Lagarde, speaking at the World Government Summit in Dubai, said, “From the little we know, and I will insist on the little we know, because this is really work in progress… but from the little we hear, we have reasons to be optimistic about economic growth in the United States.”
Major U.S. stock indexes are near record highs, with the new U.S. leader promising to unveil a “phenomenal” tax cut plan in the next two to three weeks, while also pledging to launch $1 trillion in major infrastructure spending to fix the country’s deteriorating roads and bridges and expand airports.
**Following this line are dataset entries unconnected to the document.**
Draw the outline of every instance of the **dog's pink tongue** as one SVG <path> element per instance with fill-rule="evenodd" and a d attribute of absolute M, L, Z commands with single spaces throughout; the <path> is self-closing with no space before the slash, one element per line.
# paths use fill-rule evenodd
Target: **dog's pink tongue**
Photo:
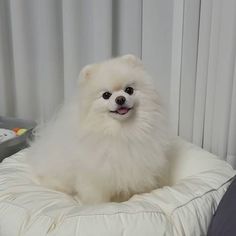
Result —
<path fill-rule="evenodd" d="M 128 112 L 128 108 L 127 107 L 121 107 L 117 110 L 117 112 L 120 114 L 120 115 L 124 115 Z"/>

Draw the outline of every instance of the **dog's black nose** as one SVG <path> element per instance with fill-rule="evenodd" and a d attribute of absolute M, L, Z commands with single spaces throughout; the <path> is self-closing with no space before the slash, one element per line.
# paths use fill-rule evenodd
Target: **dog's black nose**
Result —
<path fill-rule="evenodd" d="M 118 105 L 123 105 L 124 103 L 125 103 L 125 97 L 124 96 L 118 96 L 117 98 L 116 98 L 116 103 L 118 104 Z"/>

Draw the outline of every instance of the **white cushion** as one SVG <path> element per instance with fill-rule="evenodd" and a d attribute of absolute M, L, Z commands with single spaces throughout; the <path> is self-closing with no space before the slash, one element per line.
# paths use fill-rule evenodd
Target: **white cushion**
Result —
<path fill-rule="evenodd" d="M 37 183 L 24 151 L 0 164 L 0 235 L 206 235 L 235 171 L 212 154 L 184 143 L 172 166 L 173 186 L 124 203 L 82 206 Z"/>

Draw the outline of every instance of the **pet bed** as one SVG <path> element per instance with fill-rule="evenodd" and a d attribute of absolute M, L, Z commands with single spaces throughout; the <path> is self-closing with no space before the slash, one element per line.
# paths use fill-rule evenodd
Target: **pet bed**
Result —
<path fill-rule="evenodd" d="M 96 206 L 40 186 L 24 151 L 6 158 L 0 164 L 0 235 L 206 235 L 235 171 L 191 144 L 179 150 L 173 152 L 172 186 Z"/>

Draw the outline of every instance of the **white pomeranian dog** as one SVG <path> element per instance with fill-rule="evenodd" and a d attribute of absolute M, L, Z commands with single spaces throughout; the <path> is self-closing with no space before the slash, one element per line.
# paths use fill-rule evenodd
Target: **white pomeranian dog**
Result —
<path fill-rule="evenodd" d="M 70 101 L 37 136 L 27 154 L 41 183 L 84 204 L 125 201 L 167 182 L 166 117 L 133 55 L 83 68 Z"/>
But both measures would need approval by Congress, where the controlling Republican lawmakers have voiced skepticism about any changes that would add to the country’s nearly $20 trillion in long-term debt.
But Lagarde warned that advances by the U.S. economy, the world’s largest, could hurt economies elsewhere because of the strength of the dollar against other currencies and expected action by the U.S. central bank, the Federal Reserve, to gradually boost its benchmark interest rate to keep the American economy from overheating.
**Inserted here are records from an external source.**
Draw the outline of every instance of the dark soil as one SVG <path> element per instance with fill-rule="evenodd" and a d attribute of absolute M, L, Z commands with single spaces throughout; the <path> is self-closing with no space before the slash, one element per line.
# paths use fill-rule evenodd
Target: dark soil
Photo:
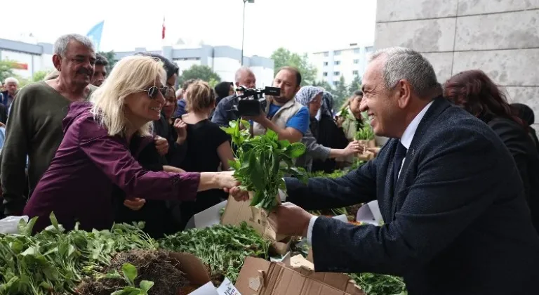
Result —
<path fill-rule="evenodd" d="M 121 275 L 121 266 L 131 263 L 138 271 L 135 286 L 138 287 L 141 280 L 154 282 L 149 295 L 176 295 L 178 290 L 189 284 L 185 274 L 176 268 L 177 262 L 168 256 L 167 251 L 132 250 L 117 254 L 111 262 L 103 273 L 116 270 Z M 127 283 L 124 280 L 85 280 L 77 290 L 81 295 L 110 295 L 126 286 Z"/>
<path fill-rule="evenodd" d="M 218 287 L 221 285 L 225 280 L 225 273 L 222 270 L 216 270 L 215 271 L 211 270 L 210 266 L 204 264 L 206 266 L 206 270 L 210 274 L 210 280 L 213 284 L 213 286 Z"/>
<path fill-rule="evenodd" d="M 357 211 L 361 207 L 363 204 L 357 204 L 353 206 L 346 207 L 346 211 L 348 212 L 348 216 L 353 216 L 354 221 L 356 220 L 356 215 L 357 215 Z"/>

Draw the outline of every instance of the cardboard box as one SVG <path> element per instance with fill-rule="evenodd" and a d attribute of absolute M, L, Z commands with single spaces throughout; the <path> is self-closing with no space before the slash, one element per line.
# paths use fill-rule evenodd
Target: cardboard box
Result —
<path fill-rule="evenodd" d="M 302 257 L 291 261 L 294 266 L 248 257 L 236 288 L 244 295 L 364 295 L 346 275 L 315 273 Z"/>
<path fill-rule="evenodd" d="M 227 206 L 227 201 L 221 202 L 207 209 L 194 214 L 185 225 L 185 229 L 204 228 L 219 224 L 221 221 L 220 210 Z"/>
<path fill-rule="evenodd" d="M 252 199 L 252 195 L 249 195 Z M 239 225 L 243 221 L 254 228 L 262 237 L 274 241 L 272 246 L 277 254 L 286 254 L 290 248 L 291 237 L 275 232 L 275 229 L 267 219 L 265 210 L 251 206 L 251 201 L 237 202 L 232 196 L 229 197 L 225 213 L 221 217 L 221 223 Z"/>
She said U.S. gains are good, but that “the more worrying news, if you will, is that it will have consequences on the rest of the world, and we are seeing it.” She said the Fed’s tightening of monetary policy “will be difficult on the global economy and for which economies will have to prepare.”
The IMF last month boosted its U.S. growth estimate a tenth of a point this year to 2.3 percent, and four-tenths of a point to 2.5 percent for 2018. The IMF predicted an increase in global growth to 3.4 percent in 2017 and and 3.6 percent in 2018, up from the 2016 figure of 3.1 percent.
Trump has already revoked U.S. participation in the planned 12-nation Trans-Pacific Partnership trade in favor of American deals with individual countries.
Lagarde, however, continued to promote globalization of the world economy, while acknowledging its negative aspects, which Trump says has cost U.S. manufacturing workers their jobs as their employers moved operations overseas in search of cheaper labor.
“We have been saying globalization is great, international trade is great — and it is,” Lagarde said. “But we have not looked at those who were badly, negatively impacted.”